歯科医療費の総枠拡大の実現を~歯科医療機関に、迅速な物価高騰対策の支援策を
保団連は、「物価高騰に関する医療機関の影響調査」(2025年3月)の結果を公表した。51.8%の歯科医療機関が、2023年1月と比較して収入が「下がった」と回答。減収幅が10%以上の医療機関は41.5%であった。歯科治療では、歯科用ユニット、レントゲン機器、滅菌器、口腔外バキュームやコンプレッサーなど、機器のほとんどで電力を使用する。しかし、光熱費・材料費の値上がり、人件費を「(診療報酬で)補填できていない」と回答した医療機関が90%を超えた。0.57というわずかなプラス改定では、2021年から続く物価高騰の前には、息をつなぐほどにしかならない診療報酬改定であったと言わざるを得ない。
2024年改定では、かかりつけ歯科医機能強化型歯科診療所の施設基準が「口腔管理体制強化加算」(口管強)に改変された。「口管強」を届け出た場合、歯周病安定期治療の算定間隔の短縮や加算点数も設けられ、エナメル質初期う蝕管理料と根面う蝕管理料でも加算点数が算定できる。しかし「口管強」を未届けの医療機関では、同一の医療行為を行ったとしても、前述の加算は算定できない。「口管強」の届出では、複数名の歯科医師の配置、または歯科医師と歯科衛生士の配置が人員配置要件として求められている。歯科医療従事者の人材不足が問題となるなか、歯科衛生士確保のハードルは高い。また、歯科医師1人が住民の歯科医療を担っている地域も少なくないが、そういった医療機関では「口管強」の届出はできないこととなる。歯科衛生士の雇用が困難な地域での医療継続をさらに困難にする要件と言えるのではないか。また、エナメル質初期う蝕管理、根面う蝕管理は歯科医師が行う処置とされているが、当該管理と関係がない人員配置要件によって算定点数に差が生じることは納得しがたい。この間歯科では、数々の施設基準が設けられ、届出の有無によって点数が区別される流れが強まっている。しかしその施設基準の要件が、患者にとって必要なのか、医療の水準を高めるものなのか、疑問となる点も多い。

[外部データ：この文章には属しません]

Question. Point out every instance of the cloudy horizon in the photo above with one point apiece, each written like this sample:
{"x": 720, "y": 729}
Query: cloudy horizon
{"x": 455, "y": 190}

固定した歯科医療費の枠内では、こうした要件による差別化で「評価が上がった」ように見せる改定が繰り返されるのではないか。「『保険でよい歯を』広島プロジェクト」では、「保険でより良い歯科医療の実現を求める」署名をひろげ、住民とともに歯科医療の拡充に取り組んできた。歯科医療費の総枠拡大を何としても実現させよう。